Resesi ekonomi Indonesia: Pemerintah disarankan fokus 'menangani pandemi' demi perbaikan ekonomi


 phkSejumlah buruh berjalan keluar dari pabrik Beesco Indonesia di Karawang, Jawa Barat, (03/06). Kementerian Ketenagakerjaan meminta para pengusaha merekrut kembali pekerja atau buruh yang terkena PHK dan dirumahkan akibat pandemi COVID-19 dengan harapan dapat mengurangi angka pengangguran dan memperluas kesempatan kerja baru

Indonesia resmi mengalami resesi akibat pandemi Covid-19 setelah perekonomian kuartal ketiga tercatat minus dibandingkan periode yang sama tahun 2019. Ini adalah resesi pertama setelah krisis moneter tahun 1998.

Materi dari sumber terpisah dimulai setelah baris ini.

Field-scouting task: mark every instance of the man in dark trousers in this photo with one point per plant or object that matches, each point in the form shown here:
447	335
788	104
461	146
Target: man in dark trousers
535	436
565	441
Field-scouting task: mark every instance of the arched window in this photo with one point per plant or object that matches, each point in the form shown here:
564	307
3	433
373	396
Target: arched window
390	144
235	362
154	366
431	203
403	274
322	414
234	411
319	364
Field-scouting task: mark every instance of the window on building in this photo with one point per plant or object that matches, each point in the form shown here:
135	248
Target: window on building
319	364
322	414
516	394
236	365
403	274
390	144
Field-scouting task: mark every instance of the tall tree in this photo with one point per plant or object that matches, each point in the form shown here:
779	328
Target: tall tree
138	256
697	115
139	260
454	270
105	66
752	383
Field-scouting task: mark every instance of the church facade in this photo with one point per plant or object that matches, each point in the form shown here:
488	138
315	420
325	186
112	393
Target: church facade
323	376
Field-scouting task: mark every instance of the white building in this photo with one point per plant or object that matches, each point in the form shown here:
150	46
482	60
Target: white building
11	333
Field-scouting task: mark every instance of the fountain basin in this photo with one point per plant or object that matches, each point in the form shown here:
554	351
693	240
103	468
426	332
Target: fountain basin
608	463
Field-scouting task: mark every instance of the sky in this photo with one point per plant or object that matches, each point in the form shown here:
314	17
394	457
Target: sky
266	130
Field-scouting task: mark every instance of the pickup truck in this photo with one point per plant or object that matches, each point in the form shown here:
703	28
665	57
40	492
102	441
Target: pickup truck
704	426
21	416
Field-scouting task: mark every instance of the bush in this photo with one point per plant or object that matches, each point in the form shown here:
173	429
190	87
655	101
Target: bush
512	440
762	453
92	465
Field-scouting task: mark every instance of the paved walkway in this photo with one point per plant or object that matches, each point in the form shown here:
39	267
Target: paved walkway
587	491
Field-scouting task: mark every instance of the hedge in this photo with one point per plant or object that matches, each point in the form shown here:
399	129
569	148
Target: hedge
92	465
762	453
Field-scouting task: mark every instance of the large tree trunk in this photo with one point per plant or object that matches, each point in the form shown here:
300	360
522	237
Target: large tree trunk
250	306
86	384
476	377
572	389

Secara teori, resesi akan terjadi jika suatu negara mencatatkan pertumbuhan minus dalam dua triwulan berturut-turut.

Sebelumnya, pada kuartal kedua tahun ini, perekonomian Indonesia tercatat mengalami kontraksi sebesar 5,32%.

Penurunan kuartal ketiga diumumkan Kepala BPS, Suhariyanto, dalam konferensi pers yang digelar virtual pada Kamis (05/11).

"Secara tahunan (y-o-y), meski pertumbuhan ekonomi kita masih mengalami kontraksi sebesar 3,49% tapi kontraksinya tidak sedalam kuartal dua, yang sebesar 5,32%.

"Artinya terjadi perbaikan. Kita berharap triwulan keempat situasinya menjadi lebih baik apalagi dengan adanya pelonggaran PSBB," kata Suhariyanto.

Sebelumnya, Menteri Keuangan Sri Mulyani memprediksi di kuartal ketiga, akan minus 2,9% hingga 1%.

Suhariyanto menambahkan, dibandingkan kuartal sebelumnya (q-to-q), terjadi pertumbuhan sebesar 5,05%, tren yang disebut Suhariyanto menunjukkan "arah yang sangat positif".

Pertumbuhan yang ada salah satunya dikerek pertumbuhan pengeluaran konsumsi pemerintah yang meningkat sebanyak 9,76% dibanding tahun 2019. 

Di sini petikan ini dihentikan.